16 Urina: Resíduo líquido produzido pela filtração renal no organismo, estocado na bexiga e expelido pelo ato de urinar.
17 Diagnóstico: Determinação de uma doença a partir dos seus sinais e sintomas.
18 Ecografia: Ecografia ou ultrassonografia é um exame complementar que usa o eco produzido pelo som para observar em tempo real as reflexões produzidas pelas estruturas internas do organismo (órgãos internos). Os aparelhos de ultrassonografia utilizam uma frequência variada, indo de 2 até 14 MHz, emitindo através de uma fonte de cristal que fica em contato com a pele e recebendo os ecos gerados, os quais são interpretados através de computação gráfica.
19 Histológica: Relativo à histologia, ou seja, relativo à disciplina biomédica que estuda a estrutura microscópica, composição e função dos tecidos vivos.
20 Cistoscopia: Visualização da bexiga urinária através de um instrumento óptico (cistoscópio) que é introduzido pela uretra.
21 Transuretral: Que se situa ou se realiza através da uretra.
22 Lesões: 1. Ato ou efeito de lesar (-se). 2. Em medicina, ferimento ou traumatismo. 3. Em patologia, qualquer alteração patológica ou traumática de um tecido, especialmente quando acarreta perda de função de uma parte do corpo. Ou também, um dos pontos de manifestação de uma doença sistêmica. 4. Em termos jurídicos, prejuízo sofrido por uma das partes contratantes que dá mais do que recebe, em virtude de erros de apreciação ou devido a elementos circunstanciais. Ou também, em direito penal, ofensa, dano à integridade física de alguém.
23 Tecido: Conjunto de células de características semelhantes, organizadas em estruturas complexas para cumprir uma determinada função. Exemplo de tecido: o tecido ósseo encontra-se formado por osteócitos dispostos em uma matriz mineral para cumprir funções de sustentação.
24 Biópsia: 1. Retirada de material celular ou de um fragmento de tecido de um ser vivo para determinação de um diagnóstico. 2. Exame histológico e histoquímico. 3. Por metonímia, é o próprio material retirado para exame.

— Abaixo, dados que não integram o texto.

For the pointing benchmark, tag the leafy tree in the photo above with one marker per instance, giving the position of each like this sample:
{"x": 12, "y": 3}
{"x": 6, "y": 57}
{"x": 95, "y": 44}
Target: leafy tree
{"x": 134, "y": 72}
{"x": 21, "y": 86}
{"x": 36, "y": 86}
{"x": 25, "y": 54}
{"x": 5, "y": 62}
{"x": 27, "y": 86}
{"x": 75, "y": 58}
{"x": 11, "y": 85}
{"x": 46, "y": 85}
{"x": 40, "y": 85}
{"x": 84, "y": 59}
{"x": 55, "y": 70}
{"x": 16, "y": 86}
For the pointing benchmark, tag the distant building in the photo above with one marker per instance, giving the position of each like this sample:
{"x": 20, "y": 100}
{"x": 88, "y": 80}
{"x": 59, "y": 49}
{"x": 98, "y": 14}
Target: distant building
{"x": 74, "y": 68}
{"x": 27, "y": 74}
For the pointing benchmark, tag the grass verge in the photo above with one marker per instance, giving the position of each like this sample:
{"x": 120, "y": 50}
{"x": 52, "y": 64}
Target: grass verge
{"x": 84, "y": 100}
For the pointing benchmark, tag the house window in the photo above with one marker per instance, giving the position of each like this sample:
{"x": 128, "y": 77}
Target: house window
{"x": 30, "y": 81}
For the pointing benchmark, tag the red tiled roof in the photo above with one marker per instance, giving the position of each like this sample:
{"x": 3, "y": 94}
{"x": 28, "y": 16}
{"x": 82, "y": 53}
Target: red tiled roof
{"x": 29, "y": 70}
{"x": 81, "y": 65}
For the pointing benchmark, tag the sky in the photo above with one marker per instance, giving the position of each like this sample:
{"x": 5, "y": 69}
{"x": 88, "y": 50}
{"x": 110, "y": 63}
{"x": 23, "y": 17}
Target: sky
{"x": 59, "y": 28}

25 Urografia: Método de diagnóstico radiológico que utiliza uma substância de contraste para visualizar a anatomia interna das vias excretoras do rim.
26 Ultrassonografia: Ultrassonografia ou ecografia é um exame complementar que usa o eco produzido pelo som para observar em tempo real as reflexões produzidas pelas estruturas internas do organismo (órgãos internos). Os aparelhos de ultrassonografia utilizam uma frequência variada, indo de 2 até 14 MHz, emitindo através de uma fonte de cristal que fica em contato com a pele e recebendo os ecos gerados, os quais são interpretados através de computação gráfica.
27 Vesical: Relativo à ou próprio da bexiga.
28 Linfonodos: Gânglios ou nodos linfáticos.
29 Curetagem: Operação ou cirurgia que consiste em esvaziar o interior de uma cavidade natural ou patológica com o auxílio de uma cureta; raspagem.
30 BCG: Vacina utilizada para prevenir a tuberculose. Esta é composta por bacilos vivos e atenuados, que não produzem doença em pessoas com imunidade normal.
31 Radioterapia: Método que utiliza diversos tipos de radiação ionizante para tratamento de doenças oncológicas.
32 Quimioterapia: Método que utiliza compostos químicos, chamados quimioterápicos, no tratamento de doenças causadas por agentes biológicos. Quando aplicada ao câncer, a quimioterapia é chamada de quimioterapia antineoplásica ou quimioterapia antiblástica.
33 Reincidência: 1. Ato ou efeito de reincidir ou repetir. 2. Obstinação, insistência, teimosia.
34 Terapêutica: Terapia, tratamento de doentes.
35 Histológico: Relativo à histologia, ou seja, relativo à disciplina biomédica que estuda a estrutura microscópica, composição e função dos tecidos vivos.
36 Higidez: É o estado do hígido, daquele que goza de perfeita saúde; sadio, são, salutar.
37 Metástases: Formação de tecido tumoral, localizada em um lugar distante do sítio de origem. Por exemplo, pode se formar uma metástase no cérebro originário de um câncer no pulmão. Sua gravidade depende da localização e da resposta ao tratamento instaurado.